Нет, думал Черчилль, он бы не хотел быть Стэггом. Он вполне был доволен тем, что он Черчилль, хотя и это покажется не сахаром, когда проснется Робин.
Он поднял глаза — вернулся Калторп.
— Каков вердикт? — спросил Черчилль.
— Не знаю, смеяться или плакать, — ответил Калторп. — Мэри летит с нами.
ПОСТЛЮДИЯ
Гром, молния, дождь.
Маленькая таверна на ничьей земле между Дисией и Кейсилендом. В задней комнате таверны за столом сидят три женщины. С крючьев на стене свисают три плаща с тяжелыми капюшонами. На всех троих высокие черные остроконечные шляпы.
Одна, Виргиния, младшая сестра женщины на «Терре» Теперь она девственница-жрица святого города, как была ее сестра в день прибытия в Вашингтон Стэгга. Высокая, красивая, волосы цвета меда, глаза глубокие и голубые, точеный ястребиный нос, губы как рана, вздымаются вверх обнаженные груди.

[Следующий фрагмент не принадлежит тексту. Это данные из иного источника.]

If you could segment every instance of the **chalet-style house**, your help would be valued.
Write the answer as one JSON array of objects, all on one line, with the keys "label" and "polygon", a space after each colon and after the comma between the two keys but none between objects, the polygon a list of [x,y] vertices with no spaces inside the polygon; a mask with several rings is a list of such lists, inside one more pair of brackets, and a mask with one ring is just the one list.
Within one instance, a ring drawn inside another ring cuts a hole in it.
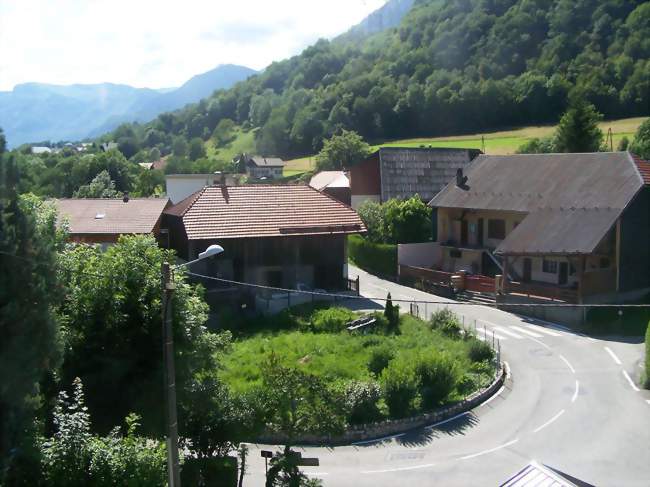
[{"label": "chalet-style house", "polygon": [[252,179],[278,179],[282,177],[284,169],[284,161],[279,157],[251,156],[250,154],[242,154],[239,165]]},{"label": "chalet-style house", "polygon": [[381,147],[350,168],[352,208],[416,194],[429,201],[479,154],[478,149]]},{"label": "chalet-style house", "polygon": [[234,186],[239,184],[239,179],[239,174],[222,172],[212,174],[168,174],[165,176],[165,188],[169,201],[175,205],[206,186],[212,186],[213,184]]},{"label": "chalet-style house", "polygon": [[619,302],[650,290],[650,164],[628,152],[477,157],[429,203],[433,269],[498,299]]},{"label": "chalet-style house", "polygon": [[167,198],[69,198],[54,204],[72,242],[108,245],[120,235],[152,234],[166,246],[160,224]]},{"label": "chalet-style house", "polygon": [[350,178],[344,171],[321,171],[312,176],[309,186],[341,203],[351,204]]},{"label": "chalet-style house", "polygon": [[184,259],[224,248],[195,272],[292,289],[342,289],[346,236],[365,232],[350,207],[298,185],[206,186],[165,210],[163,225]]}]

Другая, аббатиса великого сестричества Кейсиленда. Тридцать пять лет, седеющие волосы, тяжелая грудь, выступающий живот, а под платьем — узловатые вены на ногах, знаки рожденных детей, хотя она и приносила обет целомудрия. На людях она молится Колумбу, Отцу, и Сыну, и Матери. Втайне она молится Колумбии, Богине, Великой Белой Матери.
Третья, Альба, седая, беззубая, выцветшая ведьма, преемница Альбы, сраженной Стэггом.
Они пьют из высоких бокалов, горящих красным вином Вином ли?
И спрашивает Виргиния, дева, не побеждены ли они. Звездные люди ускользнули от них вместе с Солнце-героем и ее дорогой сестрой, носящей под сердцем его дитя.
И отвечает седая жена, что никогда они не знают поражений. Не думает ли дева, что сестра ее позволит памяти о Богине умереть в уме дитяти своего? Не бывать такому никогда!
Но Стэгг, возражает дева, взял с собой набожную деву Кейсиленда, почитательницу Отца.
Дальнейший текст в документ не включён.